Bref, c'est la joie et l'extasitude de ne pas aller se choper une gastro en Thaïlande ou des amibes en Inde. Et puis, l'avantage, c'est qu'on ne gavera personne au retour avec nos 550 photos pourries qui n'intéressent que nous. Et puis on aura pas développé un cancer de la peau à se faire dorer la saucisse au Seychelles.
Donc, suivez mon conseil qui se résume en trois mots: sécurité, sobriété, économie. Et passez des vacances de rêve dans votre patelin, à pianoter sur votre Mac des trucs que personne ne lira jamais.
C'est pas que du bonheur, ça?
Allez! Bonnes vacances à tous!
Becs de votre Princesse Brunette
11 août 2008
J'ai plein d'amis (sur Facebook)!
82! C'est le nombre de mes amis. D'après Facebook en tout cas.
C'est fascinant, Facebook. Vous y retrouvez des amis perdus de vue de longue date, certains dont vous savez pertinemment pourquoi vous ne les avez jamais recontactés. Et puis y a aussi vos amis qui ne le sont pas vraiment mais dont vous rêvez qu'ils le soient (vous me suivez???), comme Stanislas Wawrinka ou Barak Obama. Vous pouvez être amis avec la Terre entière sur Facebook et exposer à tout un chacun vos petits problème de transit intestinal ou d'acnée juvénile.
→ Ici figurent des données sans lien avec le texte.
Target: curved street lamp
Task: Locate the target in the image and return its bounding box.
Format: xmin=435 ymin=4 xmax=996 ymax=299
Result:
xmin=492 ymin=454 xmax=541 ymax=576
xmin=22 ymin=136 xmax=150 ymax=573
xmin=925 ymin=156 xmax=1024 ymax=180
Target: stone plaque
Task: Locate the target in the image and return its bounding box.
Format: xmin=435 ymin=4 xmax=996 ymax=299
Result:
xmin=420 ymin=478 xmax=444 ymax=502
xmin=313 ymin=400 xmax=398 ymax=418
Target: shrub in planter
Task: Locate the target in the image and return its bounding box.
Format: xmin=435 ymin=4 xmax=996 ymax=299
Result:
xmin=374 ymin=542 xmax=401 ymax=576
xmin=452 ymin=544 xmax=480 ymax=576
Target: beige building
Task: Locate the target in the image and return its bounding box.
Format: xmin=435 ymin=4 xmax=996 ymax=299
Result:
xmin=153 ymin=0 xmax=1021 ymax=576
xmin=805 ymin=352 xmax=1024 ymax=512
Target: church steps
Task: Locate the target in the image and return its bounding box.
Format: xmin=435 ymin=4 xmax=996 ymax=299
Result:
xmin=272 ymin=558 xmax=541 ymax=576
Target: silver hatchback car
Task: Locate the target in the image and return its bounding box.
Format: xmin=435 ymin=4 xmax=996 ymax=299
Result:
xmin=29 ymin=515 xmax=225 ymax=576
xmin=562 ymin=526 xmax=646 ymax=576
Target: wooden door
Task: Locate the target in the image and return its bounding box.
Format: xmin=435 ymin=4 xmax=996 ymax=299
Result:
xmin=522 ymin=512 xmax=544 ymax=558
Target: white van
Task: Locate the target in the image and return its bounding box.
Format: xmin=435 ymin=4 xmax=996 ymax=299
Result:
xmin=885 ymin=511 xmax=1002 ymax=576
Et puis il faut faire vivre le réseau. Exemple: Jean-Paul vous a tapé avec un coussin, tapez tous vos amis avec un coussin. Ou alors, votez pour définir lequel est le plus gros poseur entre Jacques et Jean.
Mais bon. Moi, j'aime bien avoir plein d'amis. Déjà parce que j'éprouve l'illusion qu'ils s'intéressent mollement à ma petite existence insignifiante, ce qui, évidemment, est totallement faux et purement spéculatif. Mais aussi parce que j'ai, parmi mes amis de Facebook, les types les plus sexys de la boîte. Ceux qui mettent des photos d'eux avec leur copine qui ressemble à Jessica Alba. Ceux qui ne se souviennent jamais de mon prénom quand on se croise dans les couloirs. Mais qu'importe! On est amis, c'est Facebook qui le dit: vous avez 82 amis. ça fait un paquet d'amis tout de même. Mais bon, grâce au Birthday Calendar, je n'oublie l'anniversaire de personne! Je leur envoie même en cadeau un ourson virtuel qui représente le summum du kitsch.
Et puis, sur Facebook, tout le monde fait des trucs super intéressants: Marinette est allée en voyage à Tombouctou, Laurent a fêté ses 33 ans et y avait plein de gens super drôles, d'ailleurs on les voit tous en photos, complètements défaits à 5h00 du matin.